Friday, December 23, 2011

"homebirthing is a sensitive and controversial issue"

The report said “homebirthing is a sensitive and controversial issue”.
The irony of this statement was clear when it appeared in Improving Maternity Services in Australia – The Report of the Maternity Services Review (2009). Homebirth continues to be both sensitive and controversial today.

Maternity Coalition's Summer 2011 issue of Birth Matters devoted significant space to the extremely sensitive and controversial end of homebirth; "high-risk homebirth". MC President, Ann Catchlove, wrote a deeply personal and moving column referring to the death of a baby in a highly publicised homebirth, that "I hope that we will have realised that the way to respond to "high-risk homebirth" is not by prohibition and persecution but by seeking to understand why women make decisions and giving them real options within the system. Meanwhile, in the here and now, a mother is being treated in a most unfair and unjust manner. We need to stand up and say that is wrong."

In an article published in the (UK-based) AIMS Journal Vol 23 No3 2011, Joy Johnston (who is also the author of this blog) wrote:
The constant recurring theme in Australian and international midwifery regulation is the public interest. The Australian medical profession considers obstetric supervision of all maternity care to be in the public interest, and assesses midwifery as incapable of delivering optimal and safe maternity care in settings outside obstetric surveillance. The issue of home birth is the pimple on the end of the maternity system’s nose. It won’t go away, it hurts when touched, and it’s a real nuisance.
The large 'Birthplace' study [click here for link and comment] looking at place of birth in the UK is to:
effectively be replicated in Australia from 2012 with a NHMRC funded birthplace study led by Professor Caroline Homer from the University of Technology, Sydney. Feeding in to the Maternity Services Review recommendations for more research and national data collection, the study will investigate outcomes from about 45,000 births across public and private hospitals including birth centres, freestanding midwifery units and homebirths, both publicly and privately funded. “We need to continue to grow the evidence and what has to be unpacked are the important pieces of information for women – their chances of a normal birth versus a caesarean section or their chances of good outcomes versus bad,” Homer said. “We haven’t had a big national study which clearly defined intended place of birth at onset of labour, not at 12 weeks. Smaller studies have also been a bit vulnerable because of their low numbers.” (quoted from Nursing Review, 21 Dec 2011)
MIPP is currently undertaking a REVIEW OF PLANNED HOMEBIRTH FOR ‘AT RISK’ WOMEN IN VICTORIA, 1999-2009. The data for this audit is being prepared by the Victorian Perinatal Data Collection team. Women included in this audit are those identified as ‘at risk’, having been recorded as planning to give birth at home in the care of a midwife, and that they have one or more of the following obstetric risk categories: Multiple pregnancy; abnormal presentation (especially breech); preterm labour prior to 37 completed weeks of pregnancy; post term pregnancy 42+ weeks; and previous caesarean birth. It is anticipated that at least one paper for publication in a professional peer-reviewed journal will come out of this review, and it is hoped that valuable information will be highlighted.

Monday, December 12, 2011

Hospital back-up bookings for planned homebirth

Midwives practising privately in and around Melbourne have, for many years, used the booking and emergency referral arrangements provided by the Women's hospital. The process has been simple: the midwife can fax the woman's details to the hospital, and the woman is given a hospital record number confirming the booking. The midwife provides copies of any blood test and other investigations relevant to the pregnancy, and contacts the hospital if and when obstetric referral is required.

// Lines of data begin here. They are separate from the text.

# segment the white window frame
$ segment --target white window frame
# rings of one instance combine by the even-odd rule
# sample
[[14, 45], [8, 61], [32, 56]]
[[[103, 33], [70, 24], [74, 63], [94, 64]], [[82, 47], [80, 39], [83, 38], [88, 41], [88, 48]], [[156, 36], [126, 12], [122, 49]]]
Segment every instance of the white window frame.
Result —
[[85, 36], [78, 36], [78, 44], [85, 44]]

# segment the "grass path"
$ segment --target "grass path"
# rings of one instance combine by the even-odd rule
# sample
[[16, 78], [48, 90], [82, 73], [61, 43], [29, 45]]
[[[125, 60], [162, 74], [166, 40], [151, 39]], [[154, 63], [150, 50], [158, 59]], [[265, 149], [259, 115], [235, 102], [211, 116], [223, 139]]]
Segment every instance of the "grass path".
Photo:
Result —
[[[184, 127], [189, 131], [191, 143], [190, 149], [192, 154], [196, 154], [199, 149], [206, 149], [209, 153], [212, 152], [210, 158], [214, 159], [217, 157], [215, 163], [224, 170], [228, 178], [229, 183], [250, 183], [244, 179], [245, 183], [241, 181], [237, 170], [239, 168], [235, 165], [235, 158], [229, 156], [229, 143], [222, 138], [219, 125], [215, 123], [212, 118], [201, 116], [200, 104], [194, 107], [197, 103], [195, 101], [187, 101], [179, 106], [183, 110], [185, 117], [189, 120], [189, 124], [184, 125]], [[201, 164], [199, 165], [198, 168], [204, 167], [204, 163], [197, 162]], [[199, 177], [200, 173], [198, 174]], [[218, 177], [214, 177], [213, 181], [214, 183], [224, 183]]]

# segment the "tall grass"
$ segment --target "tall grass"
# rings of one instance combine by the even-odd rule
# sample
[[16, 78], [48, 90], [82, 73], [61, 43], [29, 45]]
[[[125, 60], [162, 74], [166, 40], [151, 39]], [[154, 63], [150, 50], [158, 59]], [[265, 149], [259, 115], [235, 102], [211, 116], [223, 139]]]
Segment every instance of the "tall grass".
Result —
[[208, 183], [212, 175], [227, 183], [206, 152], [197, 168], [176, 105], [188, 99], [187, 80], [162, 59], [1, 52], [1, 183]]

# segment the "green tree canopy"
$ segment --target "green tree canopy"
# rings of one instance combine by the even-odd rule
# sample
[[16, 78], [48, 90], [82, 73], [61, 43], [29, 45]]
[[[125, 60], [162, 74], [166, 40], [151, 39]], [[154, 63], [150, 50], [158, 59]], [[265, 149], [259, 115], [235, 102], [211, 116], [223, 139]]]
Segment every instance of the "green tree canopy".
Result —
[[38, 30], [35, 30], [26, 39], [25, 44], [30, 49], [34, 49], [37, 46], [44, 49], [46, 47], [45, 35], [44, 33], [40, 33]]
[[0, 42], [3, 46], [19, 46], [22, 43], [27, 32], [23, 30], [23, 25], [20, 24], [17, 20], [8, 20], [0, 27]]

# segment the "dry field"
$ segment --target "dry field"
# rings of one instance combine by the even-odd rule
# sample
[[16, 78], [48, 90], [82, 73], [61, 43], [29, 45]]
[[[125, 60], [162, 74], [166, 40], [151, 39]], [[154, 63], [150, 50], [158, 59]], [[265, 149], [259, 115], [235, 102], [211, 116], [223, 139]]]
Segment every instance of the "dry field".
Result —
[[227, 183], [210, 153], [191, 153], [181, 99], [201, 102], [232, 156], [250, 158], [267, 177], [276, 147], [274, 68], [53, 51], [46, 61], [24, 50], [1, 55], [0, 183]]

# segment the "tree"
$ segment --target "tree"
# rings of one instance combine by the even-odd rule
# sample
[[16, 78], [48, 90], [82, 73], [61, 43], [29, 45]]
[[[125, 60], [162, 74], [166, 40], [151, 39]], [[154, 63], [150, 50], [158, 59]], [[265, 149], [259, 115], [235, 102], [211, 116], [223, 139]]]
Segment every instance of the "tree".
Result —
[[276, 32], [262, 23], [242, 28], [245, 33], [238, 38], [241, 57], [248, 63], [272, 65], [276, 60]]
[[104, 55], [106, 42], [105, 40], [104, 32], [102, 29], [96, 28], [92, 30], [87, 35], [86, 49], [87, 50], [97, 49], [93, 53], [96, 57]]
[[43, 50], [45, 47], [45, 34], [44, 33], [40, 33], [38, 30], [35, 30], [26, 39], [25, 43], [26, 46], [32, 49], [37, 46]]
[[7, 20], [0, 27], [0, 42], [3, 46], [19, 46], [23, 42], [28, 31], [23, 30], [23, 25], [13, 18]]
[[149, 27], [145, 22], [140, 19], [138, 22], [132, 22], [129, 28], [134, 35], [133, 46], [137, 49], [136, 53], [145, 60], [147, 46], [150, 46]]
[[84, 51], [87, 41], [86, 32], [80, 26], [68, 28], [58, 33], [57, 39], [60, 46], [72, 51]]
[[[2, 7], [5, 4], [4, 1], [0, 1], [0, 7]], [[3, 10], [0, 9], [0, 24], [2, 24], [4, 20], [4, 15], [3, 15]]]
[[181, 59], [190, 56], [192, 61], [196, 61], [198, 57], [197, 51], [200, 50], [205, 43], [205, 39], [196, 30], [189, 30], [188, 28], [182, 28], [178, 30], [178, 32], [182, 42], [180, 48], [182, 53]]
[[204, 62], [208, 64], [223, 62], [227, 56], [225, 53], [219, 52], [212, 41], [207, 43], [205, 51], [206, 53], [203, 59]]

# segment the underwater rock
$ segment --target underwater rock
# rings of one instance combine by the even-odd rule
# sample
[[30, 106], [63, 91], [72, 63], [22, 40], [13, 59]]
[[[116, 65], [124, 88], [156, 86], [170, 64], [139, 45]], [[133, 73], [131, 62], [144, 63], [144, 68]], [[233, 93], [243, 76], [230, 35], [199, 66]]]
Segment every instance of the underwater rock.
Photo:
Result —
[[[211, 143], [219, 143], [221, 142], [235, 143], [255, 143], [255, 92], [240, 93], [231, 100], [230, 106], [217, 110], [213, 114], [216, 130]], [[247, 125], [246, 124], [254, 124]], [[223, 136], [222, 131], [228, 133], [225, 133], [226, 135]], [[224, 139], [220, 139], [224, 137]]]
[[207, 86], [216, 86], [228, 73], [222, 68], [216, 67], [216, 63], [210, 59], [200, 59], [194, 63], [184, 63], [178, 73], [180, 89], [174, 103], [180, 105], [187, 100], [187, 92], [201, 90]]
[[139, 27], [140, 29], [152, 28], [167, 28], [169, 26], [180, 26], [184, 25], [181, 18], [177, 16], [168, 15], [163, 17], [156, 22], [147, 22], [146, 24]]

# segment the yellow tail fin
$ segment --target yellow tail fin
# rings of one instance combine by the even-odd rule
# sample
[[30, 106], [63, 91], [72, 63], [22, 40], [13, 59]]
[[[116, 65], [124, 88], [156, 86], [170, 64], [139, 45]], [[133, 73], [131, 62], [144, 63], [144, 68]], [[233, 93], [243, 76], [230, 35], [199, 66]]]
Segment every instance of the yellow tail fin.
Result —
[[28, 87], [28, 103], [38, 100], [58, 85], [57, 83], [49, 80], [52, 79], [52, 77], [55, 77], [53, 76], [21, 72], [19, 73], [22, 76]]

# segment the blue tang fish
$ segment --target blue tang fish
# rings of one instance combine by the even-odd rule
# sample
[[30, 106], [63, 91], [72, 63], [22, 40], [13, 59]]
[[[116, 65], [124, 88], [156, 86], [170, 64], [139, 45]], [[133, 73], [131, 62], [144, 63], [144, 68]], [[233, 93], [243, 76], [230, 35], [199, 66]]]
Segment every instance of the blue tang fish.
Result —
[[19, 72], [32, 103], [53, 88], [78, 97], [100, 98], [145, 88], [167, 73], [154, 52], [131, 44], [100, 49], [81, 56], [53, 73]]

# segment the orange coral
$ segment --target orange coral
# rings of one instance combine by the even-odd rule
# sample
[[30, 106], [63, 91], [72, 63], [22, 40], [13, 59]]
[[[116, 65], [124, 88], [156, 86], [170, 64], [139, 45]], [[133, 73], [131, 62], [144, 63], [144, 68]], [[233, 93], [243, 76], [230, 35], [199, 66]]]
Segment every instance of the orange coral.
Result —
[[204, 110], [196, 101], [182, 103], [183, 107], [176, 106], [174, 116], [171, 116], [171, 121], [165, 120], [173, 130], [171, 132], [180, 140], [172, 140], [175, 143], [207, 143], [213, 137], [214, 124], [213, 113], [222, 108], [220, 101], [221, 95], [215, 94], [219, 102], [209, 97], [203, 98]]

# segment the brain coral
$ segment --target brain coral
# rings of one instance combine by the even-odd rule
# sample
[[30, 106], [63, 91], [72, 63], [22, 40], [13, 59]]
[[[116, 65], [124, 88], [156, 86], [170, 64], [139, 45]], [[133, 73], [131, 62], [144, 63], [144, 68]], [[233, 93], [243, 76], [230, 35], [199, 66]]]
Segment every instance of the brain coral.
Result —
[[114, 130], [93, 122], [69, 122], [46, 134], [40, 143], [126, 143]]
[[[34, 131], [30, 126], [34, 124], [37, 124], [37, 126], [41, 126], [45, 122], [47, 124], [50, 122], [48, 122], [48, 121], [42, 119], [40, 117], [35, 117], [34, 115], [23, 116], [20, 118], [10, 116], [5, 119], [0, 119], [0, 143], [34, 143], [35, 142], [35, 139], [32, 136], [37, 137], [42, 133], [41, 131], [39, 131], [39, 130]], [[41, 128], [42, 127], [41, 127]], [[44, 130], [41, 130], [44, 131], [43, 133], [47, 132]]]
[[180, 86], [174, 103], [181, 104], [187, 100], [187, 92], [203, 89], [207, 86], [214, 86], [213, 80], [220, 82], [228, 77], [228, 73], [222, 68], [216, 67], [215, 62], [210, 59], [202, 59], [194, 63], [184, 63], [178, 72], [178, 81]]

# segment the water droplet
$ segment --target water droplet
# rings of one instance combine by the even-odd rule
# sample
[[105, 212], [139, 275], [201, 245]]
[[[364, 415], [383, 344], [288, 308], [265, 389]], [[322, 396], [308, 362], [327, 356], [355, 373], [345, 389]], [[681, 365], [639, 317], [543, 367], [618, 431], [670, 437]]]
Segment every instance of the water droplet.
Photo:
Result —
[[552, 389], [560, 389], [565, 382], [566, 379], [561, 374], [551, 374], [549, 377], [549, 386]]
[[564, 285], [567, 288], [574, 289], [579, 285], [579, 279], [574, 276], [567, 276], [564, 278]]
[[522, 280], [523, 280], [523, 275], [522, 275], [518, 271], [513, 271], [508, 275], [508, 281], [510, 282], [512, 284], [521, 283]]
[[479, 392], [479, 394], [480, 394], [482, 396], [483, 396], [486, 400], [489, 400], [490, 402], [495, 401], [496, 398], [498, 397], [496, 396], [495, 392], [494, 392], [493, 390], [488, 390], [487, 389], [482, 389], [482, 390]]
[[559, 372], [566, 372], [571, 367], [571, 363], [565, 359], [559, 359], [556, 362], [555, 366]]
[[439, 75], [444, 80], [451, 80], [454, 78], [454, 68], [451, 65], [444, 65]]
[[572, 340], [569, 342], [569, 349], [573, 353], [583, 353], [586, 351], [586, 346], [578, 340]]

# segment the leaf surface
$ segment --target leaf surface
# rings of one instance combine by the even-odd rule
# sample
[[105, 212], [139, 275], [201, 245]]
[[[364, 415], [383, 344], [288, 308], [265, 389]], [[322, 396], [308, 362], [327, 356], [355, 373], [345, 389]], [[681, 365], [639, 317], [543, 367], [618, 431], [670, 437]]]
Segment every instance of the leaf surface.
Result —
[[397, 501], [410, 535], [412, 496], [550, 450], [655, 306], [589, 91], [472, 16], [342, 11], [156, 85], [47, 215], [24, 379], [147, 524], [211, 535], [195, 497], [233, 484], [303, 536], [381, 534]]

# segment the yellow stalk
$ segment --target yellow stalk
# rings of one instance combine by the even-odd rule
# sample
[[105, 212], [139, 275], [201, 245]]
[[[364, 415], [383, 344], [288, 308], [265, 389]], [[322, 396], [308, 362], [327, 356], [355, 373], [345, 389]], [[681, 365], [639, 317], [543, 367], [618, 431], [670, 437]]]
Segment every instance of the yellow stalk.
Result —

In the past two years, after the Women's hospital relocated from the old Carlton site to its present site in Parkville, and, coincidentally as the numbers of births increased with the recent 'baby boom', restrictions have been placed by the hospital on which women are able to make bookings. For women who are experiencing uncomplicated pregnancies (which is usually the case for women planning homebirth), only those who live in the Women's local area are able to make a booking.  The hospital was apparently bursting at the seams.   Midwives who had previously brought women transferring from planned homebirth to the hospital from distant locations are now referring women who need medical attention to the nearest public maternity hospital.

Some midwives objected to the change.  Transferring to the Women's had been a well-managed matter, that the midwife could confidently navigate.  Professional respect between the independent midwife and the hospital staff, and vice versa, was generally upheld.  This of course tends to reassure the (labouring-birthing) woman, who is at the *centre* of the care.  [The good relationship between Midwives in Private Practice (MIPP)s and the Women's has been written about previously in this blog - eg see July 2008]

The Women’s hospital is now undertaking a review of ‘Services provided by the Women’s hospital in relation to women who choose to give birth at home’. A letter to participating midwives states that The Women’s “has identified a number of issues associated with its existing homebirth backup arrangements and, in recent months, significant concern regarding the clinical risks has heightened.” The Women’s Executive “has decided to review the current arrangements in order to clarify the Women’s role and responsibilities in this area and to determine the most appropriate processes for supporting women who choose to give birth at home.”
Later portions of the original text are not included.